Uchumi Supermarkets, seeking to cut losses, yesterday shut operations in five of its stores in a move that see hundreds of employees lose their jobs. Uchumi Chief Executive Officer Julius Kipng’etich said closure of the branches will reduce the retailer’s operational costs by running on on a leaner structure “as dictated by the current business environment.”
“Their closure will enable us channel our resources to fewer branches and optimise operations for maximum gain,” said Mr Kipng’etich. The closed branches include Taj Mall in Nairobi, Embu, Eldoret Sugarland, Nakuru and Kisii.
Uchumi’s recovery is proving very painful. The closures will see 253 staff rendered redundant, which will affect thousands of families. It also means not market for individuals and firms that were supplying those branches as well as offering services like cleaning and security. Building owners have lost out on big time tenants, too. The impact of the closure will be felt for a long time to come.

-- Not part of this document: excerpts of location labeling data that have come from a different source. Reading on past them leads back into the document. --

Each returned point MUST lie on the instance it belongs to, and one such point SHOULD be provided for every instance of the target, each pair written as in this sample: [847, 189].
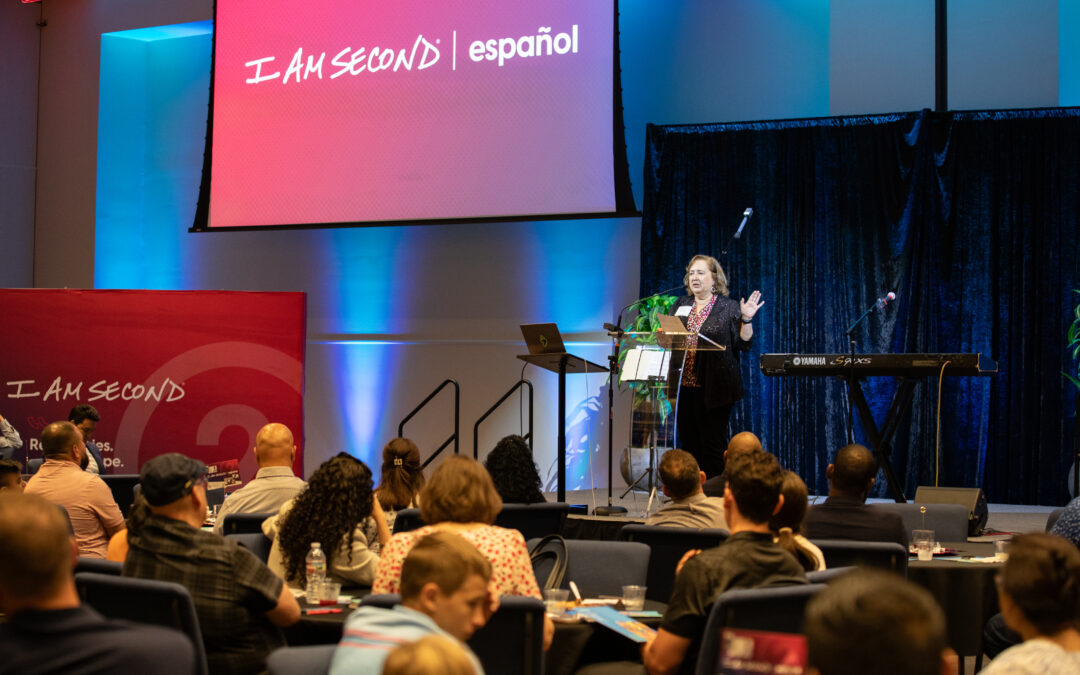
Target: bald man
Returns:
[273, 484]
[742, 443]
[88, 500]
[46, 628]
[846, 514]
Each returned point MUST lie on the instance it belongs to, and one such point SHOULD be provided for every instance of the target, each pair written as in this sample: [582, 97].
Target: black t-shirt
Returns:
[81, 642]
[847, 517]
[745, 561]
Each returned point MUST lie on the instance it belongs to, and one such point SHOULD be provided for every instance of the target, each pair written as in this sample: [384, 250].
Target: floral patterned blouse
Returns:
[511, 568]
[693, 325]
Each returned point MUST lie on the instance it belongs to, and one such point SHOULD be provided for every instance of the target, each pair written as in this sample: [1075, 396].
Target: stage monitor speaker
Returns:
[971, 497]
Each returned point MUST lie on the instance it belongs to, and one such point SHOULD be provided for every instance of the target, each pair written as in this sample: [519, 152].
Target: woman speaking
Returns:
[707, 381]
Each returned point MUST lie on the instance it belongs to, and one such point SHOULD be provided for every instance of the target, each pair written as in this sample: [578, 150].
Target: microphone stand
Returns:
[616, 333]
[880, 302]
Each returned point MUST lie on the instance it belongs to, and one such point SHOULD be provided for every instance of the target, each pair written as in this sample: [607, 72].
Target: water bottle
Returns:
[315, 571]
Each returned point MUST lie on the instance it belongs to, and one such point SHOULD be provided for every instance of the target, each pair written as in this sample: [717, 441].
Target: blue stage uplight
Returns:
[151, 122]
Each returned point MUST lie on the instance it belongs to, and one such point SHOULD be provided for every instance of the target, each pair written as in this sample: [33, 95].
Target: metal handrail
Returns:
[491, 409]
[457, 419]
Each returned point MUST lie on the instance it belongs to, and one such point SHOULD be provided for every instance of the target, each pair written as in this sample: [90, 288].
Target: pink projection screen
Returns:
[345, 111]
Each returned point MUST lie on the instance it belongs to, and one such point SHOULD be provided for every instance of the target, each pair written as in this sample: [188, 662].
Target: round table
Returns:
[966, 592]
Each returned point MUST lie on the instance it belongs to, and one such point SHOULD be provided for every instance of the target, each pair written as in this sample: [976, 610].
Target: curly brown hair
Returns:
[513, 471]
[337, 497]
[460, 490]
[402, 474]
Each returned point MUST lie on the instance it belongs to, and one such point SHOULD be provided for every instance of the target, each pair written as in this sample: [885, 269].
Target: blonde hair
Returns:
[460, 490]
[719, 279]
[432, 655]
[445, 559]
[36, 555]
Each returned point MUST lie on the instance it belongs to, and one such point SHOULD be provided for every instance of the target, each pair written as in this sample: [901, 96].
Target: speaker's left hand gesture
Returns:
[748, 308]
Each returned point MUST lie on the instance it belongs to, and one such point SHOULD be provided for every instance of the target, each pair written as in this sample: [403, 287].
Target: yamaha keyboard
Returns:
[875, 365]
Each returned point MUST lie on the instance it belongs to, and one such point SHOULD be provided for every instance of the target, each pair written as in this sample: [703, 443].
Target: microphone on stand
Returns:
[746, 215]
[885, 300]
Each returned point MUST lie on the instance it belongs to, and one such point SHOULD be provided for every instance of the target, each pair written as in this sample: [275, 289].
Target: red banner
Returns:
[184, 372]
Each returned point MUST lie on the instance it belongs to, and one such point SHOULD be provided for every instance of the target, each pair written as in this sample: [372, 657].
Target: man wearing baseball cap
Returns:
[239, 601]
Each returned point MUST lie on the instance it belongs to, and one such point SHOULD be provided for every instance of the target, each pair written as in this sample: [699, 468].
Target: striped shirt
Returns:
[370, 633]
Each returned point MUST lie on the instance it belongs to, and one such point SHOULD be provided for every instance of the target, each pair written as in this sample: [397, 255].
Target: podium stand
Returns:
[562, 363]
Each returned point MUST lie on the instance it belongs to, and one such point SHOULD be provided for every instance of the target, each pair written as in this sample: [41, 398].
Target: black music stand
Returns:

Mr Kipng’etich defended the shocking move saying Uchumi “is well on track to recovery”. He said the closures are expected to hasten the retail chain’s rise to sustainability. In November last year, Uchumi made exited from neighbouring Uganda and Tanzania to stem what Dr Kipng’etich said then was excessive financial losses.
Before then, the retailer had closed two of its outlets in Kenya — one in Rongai and the other in Syokimau. Mr Kipng’etich said the retail chain had adhered to all the required legal and statutory requirements in executing the decision.
The closures were necessary to save the chain’s business.
“Uchumi is doing the right thing. If a branch or a profit centre cannot pay its way, it should close down because if allowed to continue, it would drag the rest of the company into the loss territory,” Sterling Capital Investment Director John Kirimi told the Nation.
“I find the CEO’s turnaround journey both appropriate and principled. It requires to be sustained and improved and not to falter as his predecessor’s. The CEO should stick to the three turnaround actions which he laid out at the beginning of the term.
Even as it turns around its fortunes, Uchumi faces an uphill task in the wake of heated competition from rivals. The retailor will have to deal with rising rivalry from Nakumatt, which is the Kenyan market’s largest supermarket in terms of sales and network size. Others include Tuskys and Naivas, which are also seeking to expand despite being entangled in family feuds. Uchumi had 37 outlets with 4,500 workers spread across East Africa, with a majority of them in Kenya. To date the retailer now has about 19 branches across the country.